La politique-spectacle, produit des médias

On nous pardonnera de revenir sur le thème de l’élection présidentielle américaine, qui a déjà fait couler beaucoup d’encre depuis une semaine … mais qui laisse encore un peu de place pour des propos mesurés et dépassionnés.
Un premier axe de réflexion concerne évidemment le rôle des médias. Ceux-ci sont en bonne partie responsables de l’effet de surprise soulevé par cette élection, car, dans les derniers jours qui ont précédé le scrutin, quasiment aucun d’entre eux ne semblait envisager une telle issue. Cette unanimité, probablement influencée par les préférences politiques des rédactions, a masqué une partie de la réalité. Les journalistes jurent aujourd’hui qu’on ne les y reprendra plus, qu’ils veilleront désormais à écouter toutes les couches de la société et pas seulement les «élites» (ce terme désignant essentiellement les cercles qu’ils fréquentent). On se réjouit de ce désir d’ouverture d’esprit – déjà régulièrement exprimé depuis plusieurs années. Mais l’objectivité individuelle parfaite n’est pas de ce monde, et il faut donc continuer à plaider sans relâche pour une véritable pluralité des médias, afin que des voix variées puissent se faire entendre et donner, ensemble, une image plus réaliste du monde. Internet et les réseaux sociaux y contribuent déjà en partie.
A cela s’ajoute que la politique-spectacle, qui semble avoir triomphé à cette occasion, est aussi un produit des médias. Ces mêmes médias qui regrettent la non-élection d’une candidate qu’ils jugeaient (à tort ou à raison) modérée et raisonnable, sont aussi ceux qui habituent leur public à s’enthousiasmer devant des émissions de télé-réalité et de bruyants plateaux-spectacles; ce sont eux encore qui soupirent lorsque la politique leur semble ennuyeuse, et qui revendiquent le droit de briser les tabous, de braver les interdits et de bousculer le conformisme.

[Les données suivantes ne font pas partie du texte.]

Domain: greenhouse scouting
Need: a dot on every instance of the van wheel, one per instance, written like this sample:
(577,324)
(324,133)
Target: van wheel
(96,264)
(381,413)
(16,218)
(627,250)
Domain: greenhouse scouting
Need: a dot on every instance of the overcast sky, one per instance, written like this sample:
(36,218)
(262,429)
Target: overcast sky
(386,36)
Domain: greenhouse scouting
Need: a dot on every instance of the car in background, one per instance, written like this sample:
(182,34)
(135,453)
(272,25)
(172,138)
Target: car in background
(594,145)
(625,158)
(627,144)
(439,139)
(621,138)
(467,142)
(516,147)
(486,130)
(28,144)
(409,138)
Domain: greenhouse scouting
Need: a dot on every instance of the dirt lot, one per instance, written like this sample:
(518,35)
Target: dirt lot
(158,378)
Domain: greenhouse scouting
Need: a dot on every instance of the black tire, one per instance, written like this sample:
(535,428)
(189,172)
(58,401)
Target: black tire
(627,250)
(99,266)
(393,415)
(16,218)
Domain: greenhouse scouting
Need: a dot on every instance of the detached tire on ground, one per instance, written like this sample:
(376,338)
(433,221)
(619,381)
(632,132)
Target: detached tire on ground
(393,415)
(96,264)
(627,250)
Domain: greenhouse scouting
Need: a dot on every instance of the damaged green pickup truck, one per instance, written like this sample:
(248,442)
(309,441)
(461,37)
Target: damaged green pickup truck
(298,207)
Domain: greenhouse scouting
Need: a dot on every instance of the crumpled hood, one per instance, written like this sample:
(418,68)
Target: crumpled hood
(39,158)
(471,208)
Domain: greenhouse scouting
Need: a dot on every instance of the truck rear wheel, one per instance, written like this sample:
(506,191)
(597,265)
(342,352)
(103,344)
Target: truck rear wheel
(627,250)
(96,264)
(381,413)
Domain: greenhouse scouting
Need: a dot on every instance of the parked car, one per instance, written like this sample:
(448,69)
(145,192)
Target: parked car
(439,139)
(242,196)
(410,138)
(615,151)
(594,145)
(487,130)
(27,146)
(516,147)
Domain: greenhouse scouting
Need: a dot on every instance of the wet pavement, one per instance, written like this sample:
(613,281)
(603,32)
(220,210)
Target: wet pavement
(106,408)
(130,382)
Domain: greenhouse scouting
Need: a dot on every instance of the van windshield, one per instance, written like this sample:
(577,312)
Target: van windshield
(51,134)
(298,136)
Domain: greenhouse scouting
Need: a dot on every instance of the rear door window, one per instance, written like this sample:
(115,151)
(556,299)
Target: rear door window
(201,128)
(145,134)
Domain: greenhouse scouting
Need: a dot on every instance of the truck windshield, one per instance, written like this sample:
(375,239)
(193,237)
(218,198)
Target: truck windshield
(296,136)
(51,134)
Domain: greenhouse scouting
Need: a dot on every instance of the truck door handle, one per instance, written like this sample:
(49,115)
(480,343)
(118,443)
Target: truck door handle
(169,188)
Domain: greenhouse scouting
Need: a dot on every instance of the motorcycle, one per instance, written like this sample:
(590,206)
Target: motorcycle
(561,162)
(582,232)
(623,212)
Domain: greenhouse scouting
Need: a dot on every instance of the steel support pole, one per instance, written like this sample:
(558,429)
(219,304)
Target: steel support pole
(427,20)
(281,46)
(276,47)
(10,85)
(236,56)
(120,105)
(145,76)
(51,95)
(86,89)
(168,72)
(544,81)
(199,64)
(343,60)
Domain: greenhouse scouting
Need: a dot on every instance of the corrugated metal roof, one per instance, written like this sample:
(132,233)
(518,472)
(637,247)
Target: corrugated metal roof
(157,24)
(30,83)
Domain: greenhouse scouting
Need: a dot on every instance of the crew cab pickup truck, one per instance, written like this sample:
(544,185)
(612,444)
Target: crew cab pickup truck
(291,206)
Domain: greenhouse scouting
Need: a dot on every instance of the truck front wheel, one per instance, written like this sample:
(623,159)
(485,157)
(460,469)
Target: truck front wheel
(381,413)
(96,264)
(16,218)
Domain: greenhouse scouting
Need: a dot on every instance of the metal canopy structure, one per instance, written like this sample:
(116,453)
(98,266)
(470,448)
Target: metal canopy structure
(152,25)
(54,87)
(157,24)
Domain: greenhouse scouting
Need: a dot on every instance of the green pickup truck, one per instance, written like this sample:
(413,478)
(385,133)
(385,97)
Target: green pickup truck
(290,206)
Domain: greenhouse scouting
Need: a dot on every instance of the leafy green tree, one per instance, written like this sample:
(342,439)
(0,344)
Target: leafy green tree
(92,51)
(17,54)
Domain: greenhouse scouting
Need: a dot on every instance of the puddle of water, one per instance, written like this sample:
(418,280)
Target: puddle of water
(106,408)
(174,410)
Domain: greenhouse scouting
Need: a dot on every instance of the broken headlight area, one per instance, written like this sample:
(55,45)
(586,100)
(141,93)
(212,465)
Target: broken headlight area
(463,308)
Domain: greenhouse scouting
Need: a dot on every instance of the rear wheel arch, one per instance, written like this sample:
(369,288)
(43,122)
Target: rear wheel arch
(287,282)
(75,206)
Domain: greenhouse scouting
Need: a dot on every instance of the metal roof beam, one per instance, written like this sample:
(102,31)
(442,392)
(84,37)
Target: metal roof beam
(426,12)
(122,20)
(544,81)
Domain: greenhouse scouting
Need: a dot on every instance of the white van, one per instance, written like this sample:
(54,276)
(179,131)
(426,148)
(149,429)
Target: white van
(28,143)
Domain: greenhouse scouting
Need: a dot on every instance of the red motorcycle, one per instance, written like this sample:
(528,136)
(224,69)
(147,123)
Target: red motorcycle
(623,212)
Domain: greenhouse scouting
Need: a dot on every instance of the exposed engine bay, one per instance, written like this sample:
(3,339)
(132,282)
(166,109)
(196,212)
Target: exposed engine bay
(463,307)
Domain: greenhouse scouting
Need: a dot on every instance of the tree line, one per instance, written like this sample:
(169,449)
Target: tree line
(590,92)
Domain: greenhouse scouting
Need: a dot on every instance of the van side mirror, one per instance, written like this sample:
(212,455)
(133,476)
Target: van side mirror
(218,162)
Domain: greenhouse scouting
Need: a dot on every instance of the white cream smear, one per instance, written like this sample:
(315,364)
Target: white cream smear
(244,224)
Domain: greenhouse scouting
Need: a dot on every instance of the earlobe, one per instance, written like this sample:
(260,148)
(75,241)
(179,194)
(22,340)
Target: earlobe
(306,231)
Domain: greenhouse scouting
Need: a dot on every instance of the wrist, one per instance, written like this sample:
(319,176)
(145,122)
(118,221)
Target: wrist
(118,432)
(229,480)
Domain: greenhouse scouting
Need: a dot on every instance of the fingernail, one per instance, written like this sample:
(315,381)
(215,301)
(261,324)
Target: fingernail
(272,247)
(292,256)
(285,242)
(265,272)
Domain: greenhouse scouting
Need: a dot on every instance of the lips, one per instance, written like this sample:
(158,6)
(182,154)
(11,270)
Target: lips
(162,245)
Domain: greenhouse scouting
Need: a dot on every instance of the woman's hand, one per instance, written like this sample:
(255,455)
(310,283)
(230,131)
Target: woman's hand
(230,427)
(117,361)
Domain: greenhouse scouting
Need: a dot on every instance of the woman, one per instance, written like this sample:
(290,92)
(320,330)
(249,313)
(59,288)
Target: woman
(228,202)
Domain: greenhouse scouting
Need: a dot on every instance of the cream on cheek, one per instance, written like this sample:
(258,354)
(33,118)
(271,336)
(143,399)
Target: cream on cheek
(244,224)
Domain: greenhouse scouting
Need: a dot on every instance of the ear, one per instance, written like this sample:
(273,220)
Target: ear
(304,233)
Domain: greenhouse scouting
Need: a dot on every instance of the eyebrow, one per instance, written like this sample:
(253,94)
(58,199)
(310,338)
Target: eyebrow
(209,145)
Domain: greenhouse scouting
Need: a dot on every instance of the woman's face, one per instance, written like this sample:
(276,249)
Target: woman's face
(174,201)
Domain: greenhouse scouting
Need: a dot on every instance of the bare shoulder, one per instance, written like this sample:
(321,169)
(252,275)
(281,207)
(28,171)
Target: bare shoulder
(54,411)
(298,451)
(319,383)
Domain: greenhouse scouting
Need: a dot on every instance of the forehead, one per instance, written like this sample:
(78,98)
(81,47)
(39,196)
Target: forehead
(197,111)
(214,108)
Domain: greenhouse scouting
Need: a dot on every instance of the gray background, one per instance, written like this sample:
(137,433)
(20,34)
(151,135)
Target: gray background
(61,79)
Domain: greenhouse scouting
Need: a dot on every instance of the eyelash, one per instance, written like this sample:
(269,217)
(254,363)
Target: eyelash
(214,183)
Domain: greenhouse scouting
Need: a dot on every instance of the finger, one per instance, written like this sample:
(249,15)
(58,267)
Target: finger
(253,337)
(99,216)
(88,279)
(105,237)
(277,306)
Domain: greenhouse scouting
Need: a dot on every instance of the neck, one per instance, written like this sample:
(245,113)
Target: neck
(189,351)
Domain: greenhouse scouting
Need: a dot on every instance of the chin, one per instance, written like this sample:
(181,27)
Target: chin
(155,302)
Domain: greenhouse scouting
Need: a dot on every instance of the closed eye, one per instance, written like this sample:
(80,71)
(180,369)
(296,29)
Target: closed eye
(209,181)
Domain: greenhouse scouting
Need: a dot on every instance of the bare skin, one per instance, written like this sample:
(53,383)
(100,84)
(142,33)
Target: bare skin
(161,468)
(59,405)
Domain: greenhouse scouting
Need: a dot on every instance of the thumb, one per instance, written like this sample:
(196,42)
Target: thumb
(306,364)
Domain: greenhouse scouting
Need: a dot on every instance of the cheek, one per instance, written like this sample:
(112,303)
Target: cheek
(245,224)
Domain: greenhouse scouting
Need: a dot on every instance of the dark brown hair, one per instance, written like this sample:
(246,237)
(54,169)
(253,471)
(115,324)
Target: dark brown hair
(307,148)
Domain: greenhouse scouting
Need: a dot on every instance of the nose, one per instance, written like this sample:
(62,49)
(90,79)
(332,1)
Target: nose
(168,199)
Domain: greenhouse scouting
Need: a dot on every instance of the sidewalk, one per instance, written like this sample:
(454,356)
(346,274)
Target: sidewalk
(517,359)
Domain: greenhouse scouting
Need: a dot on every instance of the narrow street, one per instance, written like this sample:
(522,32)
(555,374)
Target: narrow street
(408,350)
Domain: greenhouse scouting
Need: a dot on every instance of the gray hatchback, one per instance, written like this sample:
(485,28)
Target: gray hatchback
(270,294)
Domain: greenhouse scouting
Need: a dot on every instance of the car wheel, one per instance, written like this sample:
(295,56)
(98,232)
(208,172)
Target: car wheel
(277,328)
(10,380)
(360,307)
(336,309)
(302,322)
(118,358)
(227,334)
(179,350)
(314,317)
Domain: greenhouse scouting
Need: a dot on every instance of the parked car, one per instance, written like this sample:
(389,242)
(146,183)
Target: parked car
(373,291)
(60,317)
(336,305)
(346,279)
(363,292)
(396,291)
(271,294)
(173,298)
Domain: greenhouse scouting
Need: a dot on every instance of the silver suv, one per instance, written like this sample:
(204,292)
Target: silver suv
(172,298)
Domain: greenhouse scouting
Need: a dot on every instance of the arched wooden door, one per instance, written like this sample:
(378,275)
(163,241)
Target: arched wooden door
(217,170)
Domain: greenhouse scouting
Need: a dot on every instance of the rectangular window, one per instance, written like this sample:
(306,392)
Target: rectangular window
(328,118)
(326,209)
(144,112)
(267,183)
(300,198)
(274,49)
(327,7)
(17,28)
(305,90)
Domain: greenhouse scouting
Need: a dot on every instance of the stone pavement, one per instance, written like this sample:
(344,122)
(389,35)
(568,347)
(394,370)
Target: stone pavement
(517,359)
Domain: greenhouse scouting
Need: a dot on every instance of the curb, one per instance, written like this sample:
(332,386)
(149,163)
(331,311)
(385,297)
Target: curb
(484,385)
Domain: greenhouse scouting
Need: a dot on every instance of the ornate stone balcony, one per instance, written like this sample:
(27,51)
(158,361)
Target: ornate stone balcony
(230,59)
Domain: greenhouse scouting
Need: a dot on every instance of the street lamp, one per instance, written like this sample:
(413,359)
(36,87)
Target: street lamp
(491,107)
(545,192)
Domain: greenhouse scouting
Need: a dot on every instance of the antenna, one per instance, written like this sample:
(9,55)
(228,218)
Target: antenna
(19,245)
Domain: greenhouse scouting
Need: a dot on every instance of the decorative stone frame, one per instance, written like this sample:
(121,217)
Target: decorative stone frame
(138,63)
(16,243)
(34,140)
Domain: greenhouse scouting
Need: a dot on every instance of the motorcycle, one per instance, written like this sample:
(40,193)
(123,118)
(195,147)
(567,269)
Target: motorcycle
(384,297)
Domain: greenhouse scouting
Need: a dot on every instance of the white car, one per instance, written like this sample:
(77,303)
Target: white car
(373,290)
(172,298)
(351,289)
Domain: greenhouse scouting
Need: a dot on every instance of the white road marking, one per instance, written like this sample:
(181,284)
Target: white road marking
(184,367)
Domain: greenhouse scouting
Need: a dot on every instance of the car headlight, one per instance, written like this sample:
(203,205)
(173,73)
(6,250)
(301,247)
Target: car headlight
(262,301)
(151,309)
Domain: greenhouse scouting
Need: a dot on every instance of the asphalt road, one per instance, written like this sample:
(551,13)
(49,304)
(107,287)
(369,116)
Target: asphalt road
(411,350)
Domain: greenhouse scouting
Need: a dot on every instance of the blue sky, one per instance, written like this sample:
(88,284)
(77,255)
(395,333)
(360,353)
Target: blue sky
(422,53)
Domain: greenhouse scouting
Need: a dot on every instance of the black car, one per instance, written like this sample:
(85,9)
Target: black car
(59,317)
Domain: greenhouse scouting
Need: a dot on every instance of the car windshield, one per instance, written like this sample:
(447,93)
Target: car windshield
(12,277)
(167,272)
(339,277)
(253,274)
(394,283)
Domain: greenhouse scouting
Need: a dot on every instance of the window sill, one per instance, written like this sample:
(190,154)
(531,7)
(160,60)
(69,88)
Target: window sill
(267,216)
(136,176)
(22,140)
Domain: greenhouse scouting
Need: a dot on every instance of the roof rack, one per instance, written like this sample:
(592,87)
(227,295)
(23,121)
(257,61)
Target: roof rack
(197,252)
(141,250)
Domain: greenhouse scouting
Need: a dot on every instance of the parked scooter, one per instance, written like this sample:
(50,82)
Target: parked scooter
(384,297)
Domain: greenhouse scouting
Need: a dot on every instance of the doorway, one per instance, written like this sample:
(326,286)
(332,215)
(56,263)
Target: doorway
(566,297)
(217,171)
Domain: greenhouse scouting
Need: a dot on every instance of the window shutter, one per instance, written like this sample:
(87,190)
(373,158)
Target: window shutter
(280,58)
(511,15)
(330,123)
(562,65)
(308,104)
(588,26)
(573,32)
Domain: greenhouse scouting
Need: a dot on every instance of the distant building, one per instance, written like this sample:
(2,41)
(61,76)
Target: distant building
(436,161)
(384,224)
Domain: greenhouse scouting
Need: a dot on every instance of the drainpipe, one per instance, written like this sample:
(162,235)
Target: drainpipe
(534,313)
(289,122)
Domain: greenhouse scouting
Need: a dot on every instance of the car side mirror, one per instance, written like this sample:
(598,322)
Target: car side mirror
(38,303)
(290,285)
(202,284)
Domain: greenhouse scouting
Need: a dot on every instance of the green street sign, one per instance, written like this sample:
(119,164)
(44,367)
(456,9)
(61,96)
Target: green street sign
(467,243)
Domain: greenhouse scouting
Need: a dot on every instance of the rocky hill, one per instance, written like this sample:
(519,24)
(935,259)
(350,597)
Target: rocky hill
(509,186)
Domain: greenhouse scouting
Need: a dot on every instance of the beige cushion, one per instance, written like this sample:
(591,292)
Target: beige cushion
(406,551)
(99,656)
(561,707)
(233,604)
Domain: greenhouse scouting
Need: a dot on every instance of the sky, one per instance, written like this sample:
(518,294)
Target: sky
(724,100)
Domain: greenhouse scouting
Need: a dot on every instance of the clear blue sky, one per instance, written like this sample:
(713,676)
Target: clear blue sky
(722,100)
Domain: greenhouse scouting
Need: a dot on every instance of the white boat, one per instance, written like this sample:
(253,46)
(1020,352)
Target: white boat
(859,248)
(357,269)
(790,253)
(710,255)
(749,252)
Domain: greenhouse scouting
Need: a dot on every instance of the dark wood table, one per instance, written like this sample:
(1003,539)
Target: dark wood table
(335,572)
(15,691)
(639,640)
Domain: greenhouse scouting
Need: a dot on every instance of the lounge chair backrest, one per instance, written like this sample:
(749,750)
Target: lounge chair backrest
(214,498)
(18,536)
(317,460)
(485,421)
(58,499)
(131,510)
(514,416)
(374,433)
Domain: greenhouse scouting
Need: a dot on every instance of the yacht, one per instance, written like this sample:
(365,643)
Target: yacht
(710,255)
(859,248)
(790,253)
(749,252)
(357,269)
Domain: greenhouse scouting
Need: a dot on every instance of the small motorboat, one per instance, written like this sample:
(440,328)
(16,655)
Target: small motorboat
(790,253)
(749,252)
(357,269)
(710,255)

L’élection présidentielle américaine a ainsi été, en partie, le reflet d’une société du divertissement à laquelle les médias prétendent s’adapter, mais qu’ils contribuent aussi à façonner.

Une politique américaine moins interventionniste?

On peut ensuite se demander si les observateurs européens n’ont pas pris un peu trop au sérieux le jeu électoral américain. Durant la campagne, M. Donald Trump s’est volontiers montré vulgaire et arrogant; après le verdict des urnes, ses premières déclarations ont plutôt été celles d’un homme conscient de ses responsabilités. On le jugera donc sur ses actes. N’est-ce pas ainsi que l’on agit avec les autres politiciens, qui eux aussi, parfois, se comportent différemment avant et après les élections?
Au risque de paraître cynique, on peut affirmer qu’il n’appartient pas à des étrangers de juger la politique intérieure américaine. La politique extérieure, en revanche, intéresse légitimement le reste du monde. Les interventions internationales des Etats-Unis, au cours de ces dernières décennies, ont causé de nombreuses victimes et n’ont guère amené la paix; dans certains cas, elles ont pu contribuer à fragiliser la stabilité du continent européen. En considérant cela, faut-il vraiment craindre une Amérique davantage «repliée sur elle-même» comme celle que semble privilégier M. Trump? D’un point de vue européen, on est plutôt enclin à répondre par la négative. Attendons de voir pour juger.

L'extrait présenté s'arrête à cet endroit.